Я завороженно разглядывала рабочие части планера: тросы; шарниры и тяги, регулирующие элероны; руль высоты и руль направления. Я обратила внимание на деревянное бесстоечное шасси, расположенное под брюхом машины и принимавшее на себя удар при приземлении; оно казалось хрупким, но на самом деле было вполне прочным. В открытой кабине я увидела еще несколько тросов, которые тянулись назад и крепились к фюзеляжу, примитивное кресло и деревянную приборную доску с тремя циферблатами.
Не особо сложная машина. Но ока летала.
Она пахла маслом, пылью, резиной. Запах мастерской. Запах полета.
Мы полетели только на следующее утро. И держались над самой землей.

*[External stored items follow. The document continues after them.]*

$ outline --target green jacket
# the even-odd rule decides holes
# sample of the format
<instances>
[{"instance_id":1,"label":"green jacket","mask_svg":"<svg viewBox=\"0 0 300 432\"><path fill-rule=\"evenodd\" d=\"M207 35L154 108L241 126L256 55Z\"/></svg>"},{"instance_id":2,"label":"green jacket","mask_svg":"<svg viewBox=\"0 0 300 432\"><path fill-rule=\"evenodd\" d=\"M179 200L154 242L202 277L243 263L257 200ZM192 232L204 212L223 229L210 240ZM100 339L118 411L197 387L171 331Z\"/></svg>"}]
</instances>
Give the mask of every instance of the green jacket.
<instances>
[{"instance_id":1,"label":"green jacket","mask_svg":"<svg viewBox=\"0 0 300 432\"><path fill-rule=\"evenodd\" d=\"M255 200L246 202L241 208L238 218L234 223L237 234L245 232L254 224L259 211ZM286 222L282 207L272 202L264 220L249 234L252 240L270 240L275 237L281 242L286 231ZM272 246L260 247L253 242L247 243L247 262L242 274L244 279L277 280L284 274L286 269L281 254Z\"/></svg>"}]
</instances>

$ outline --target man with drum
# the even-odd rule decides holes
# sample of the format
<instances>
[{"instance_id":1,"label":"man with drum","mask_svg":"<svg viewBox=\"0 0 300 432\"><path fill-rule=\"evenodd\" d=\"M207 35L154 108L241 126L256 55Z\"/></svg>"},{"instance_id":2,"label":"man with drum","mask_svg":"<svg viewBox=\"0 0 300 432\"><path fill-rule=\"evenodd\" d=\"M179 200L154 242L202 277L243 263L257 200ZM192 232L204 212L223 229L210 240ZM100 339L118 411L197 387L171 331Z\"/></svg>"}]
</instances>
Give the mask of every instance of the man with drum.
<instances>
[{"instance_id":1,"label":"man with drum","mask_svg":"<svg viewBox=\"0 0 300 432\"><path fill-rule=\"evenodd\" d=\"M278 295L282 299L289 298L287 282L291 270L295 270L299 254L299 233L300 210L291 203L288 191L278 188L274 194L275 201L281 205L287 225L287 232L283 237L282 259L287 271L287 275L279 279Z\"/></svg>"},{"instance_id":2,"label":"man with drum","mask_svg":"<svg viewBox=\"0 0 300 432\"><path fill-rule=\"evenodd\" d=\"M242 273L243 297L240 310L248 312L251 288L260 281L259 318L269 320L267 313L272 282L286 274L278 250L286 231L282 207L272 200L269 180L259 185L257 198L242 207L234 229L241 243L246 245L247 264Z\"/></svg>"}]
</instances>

Наш тренировочный планер не имел двойного управления. Такое новшество еще не появилось в кругах планеристов, а если и появилось, то не дошло до моего клуба. Когда за твоей спиной не сидит инструктор, тебе приходится осваивать управление машиной еще до первого полета. Ты начинаешь со скольжения на брюхе вниз по склону холма и заканчиваешь прыжком через овраг. Перед тобой ставится задача с помощью рычага управления держать крылья горизонтально и препятствовать любому крену с помощью педали руля.

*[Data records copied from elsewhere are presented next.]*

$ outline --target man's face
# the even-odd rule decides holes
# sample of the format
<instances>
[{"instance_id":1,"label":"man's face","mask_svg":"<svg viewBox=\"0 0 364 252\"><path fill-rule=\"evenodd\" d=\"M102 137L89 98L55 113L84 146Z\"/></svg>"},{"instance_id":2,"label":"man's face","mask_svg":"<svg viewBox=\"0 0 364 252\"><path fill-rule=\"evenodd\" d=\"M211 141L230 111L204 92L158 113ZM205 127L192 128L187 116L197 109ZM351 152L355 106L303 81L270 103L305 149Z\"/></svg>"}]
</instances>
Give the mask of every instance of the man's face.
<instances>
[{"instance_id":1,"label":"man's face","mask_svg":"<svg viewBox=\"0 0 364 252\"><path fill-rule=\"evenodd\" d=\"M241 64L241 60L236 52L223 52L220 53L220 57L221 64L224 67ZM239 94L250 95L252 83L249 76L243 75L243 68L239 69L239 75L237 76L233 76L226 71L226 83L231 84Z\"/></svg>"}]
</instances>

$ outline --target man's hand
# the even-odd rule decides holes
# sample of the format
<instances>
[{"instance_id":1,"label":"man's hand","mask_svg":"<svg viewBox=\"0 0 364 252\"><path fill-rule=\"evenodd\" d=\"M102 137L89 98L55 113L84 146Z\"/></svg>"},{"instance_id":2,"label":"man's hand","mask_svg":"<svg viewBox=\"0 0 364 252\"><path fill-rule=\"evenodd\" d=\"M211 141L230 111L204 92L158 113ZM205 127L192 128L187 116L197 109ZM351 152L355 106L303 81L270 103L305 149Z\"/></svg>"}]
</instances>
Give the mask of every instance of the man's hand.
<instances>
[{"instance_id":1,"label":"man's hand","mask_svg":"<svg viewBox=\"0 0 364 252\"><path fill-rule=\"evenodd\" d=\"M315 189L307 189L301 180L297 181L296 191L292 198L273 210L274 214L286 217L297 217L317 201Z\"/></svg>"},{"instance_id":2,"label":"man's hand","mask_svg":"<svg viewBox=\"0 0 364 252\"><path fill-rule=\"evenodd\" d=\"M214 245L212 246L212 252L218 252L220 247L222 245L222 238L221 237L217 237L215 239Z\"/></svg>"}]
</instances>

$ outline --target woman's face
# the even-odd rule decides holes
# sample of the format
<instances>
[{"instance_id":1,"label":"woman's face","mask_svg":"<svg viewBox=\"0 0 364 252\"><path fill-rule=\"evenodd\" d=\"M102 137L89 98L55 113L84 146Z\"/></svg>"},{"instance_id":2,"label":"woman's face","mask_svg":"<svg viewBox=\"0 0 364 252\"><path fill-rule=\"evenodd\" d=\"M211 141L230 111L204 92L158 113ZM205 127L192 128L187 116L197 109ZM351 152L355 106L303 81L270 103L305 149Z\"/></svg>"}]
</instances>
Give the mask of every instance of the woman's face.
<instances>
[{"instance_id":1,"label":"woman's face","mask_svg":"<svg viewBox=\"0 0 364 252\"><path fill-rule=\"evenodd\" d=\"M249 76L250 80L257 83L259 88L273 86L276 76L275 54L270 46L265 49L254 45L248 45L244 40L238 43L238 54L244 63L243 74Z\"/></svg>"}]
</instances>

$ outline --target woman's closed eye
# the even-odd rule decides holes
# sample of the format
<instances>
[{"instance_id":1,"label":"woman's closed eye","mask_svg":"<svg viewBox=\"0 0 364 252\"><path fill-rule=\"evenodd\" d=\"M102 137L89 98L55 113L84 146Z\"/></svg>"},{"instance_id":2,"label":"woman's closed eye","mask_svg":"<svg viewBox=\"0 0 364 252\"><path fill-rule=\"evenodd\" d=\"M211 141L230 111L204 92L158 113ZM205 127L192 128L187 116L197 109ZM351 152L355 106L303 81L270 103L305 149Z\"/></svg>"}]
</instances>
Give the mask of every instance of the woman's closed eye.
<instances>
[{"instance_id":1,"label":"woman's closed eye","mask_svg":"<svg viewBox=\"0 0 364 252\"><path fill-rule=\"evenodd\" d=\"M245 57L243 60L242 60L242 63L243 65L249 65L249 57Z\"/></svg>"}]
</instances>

На третий день нам позволили немного отжать вперед рычаг управления на ходу. Тогда поднимался нос. И тогда я наконец почувствовала это: долгожданный восторг полета, счастье парения в воздухе.
Всю вторую неделю занятий мы прыгали по летному полю, а на третью неделю начали летать по-настоящему. Погода стояла отличная, и мы поднимались в небо ежедневно. Дома я каждый вечер торопливо поглощала ужин, неслась наверх и, используя дедушкин альпеншток вместо рычага управления, упражнялась в пилотировании своей кровати. Я уже знала все, что писал инструктор на классной доске, и гораздо больше. Я знала назубок все книги по планеризму.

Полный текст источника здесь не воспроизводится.